Reversing a decision by the state’s court of appeals, the Supreme Court of South Carolina recently held that direct evidence supported the Workers’ Compensation Commission’s original determination that a certified registered nurse anesthetist (CRNA), who sustained injuries when she fell during a surgical procedure, was an employee of the hospital where the surgery took place, and not an independent contractor [Shatto v. McLeod Regional Med. Ctr., 2013 S.C. LEXIS 339 (Dec. 18, 2013)]. The high court remanded the case to the court of appeals to address the additional issue of whether the CRNA’s fall was idiopathic in nature, which was raised by the hospital in its brief to the court of appeals.

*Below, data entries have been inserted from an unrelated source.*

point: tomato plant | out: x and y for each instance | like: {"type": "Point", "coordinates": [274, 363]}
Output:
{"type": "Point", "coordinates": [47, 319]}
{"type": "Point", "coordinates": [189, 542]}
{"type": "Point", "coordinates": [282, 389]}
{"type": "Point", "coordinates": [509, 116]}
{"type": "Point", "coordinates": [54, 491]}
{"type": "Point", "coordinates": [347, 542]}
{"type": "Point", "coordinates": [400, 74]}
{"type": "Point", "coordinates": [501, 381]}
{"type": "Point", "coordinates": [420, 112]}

Citing Larson’s Workers’ Compensation Law, § 61.01, 61.04, the state supreme court indicated that the evidence of the hospital’s control of the CRNA weighed heavily in favor of an employment relationship, that immediately upon assignment to the hospital by a medical staffing firm, the CRNA signed multiple documents indicating the hospital’s right to control details such as where she could park and to whom she should report upon arriving each work day, and that the hospital’s contention that its control over the CRNA was merely linked to governmental regulations was not persuasive. For example, the court observed that the hospital subjected the CRNA to a dress code that was more stringent than the legal requirement that she merely wear sterile clothing.
The high court noted that the medical staffing agreement between the staffing firm and the hospital clearly indicated that the latter had the right to control the activities of the CRNA. The hospital furnished necessary equipment–a clear indicia of employment. In spite of the fact that the hospital was not a party to the agreement between the CRNA and the staffing firm, the hospital had the right to terminate her services. All these factors pointed to an employment relationship and not that of an independent contractor status.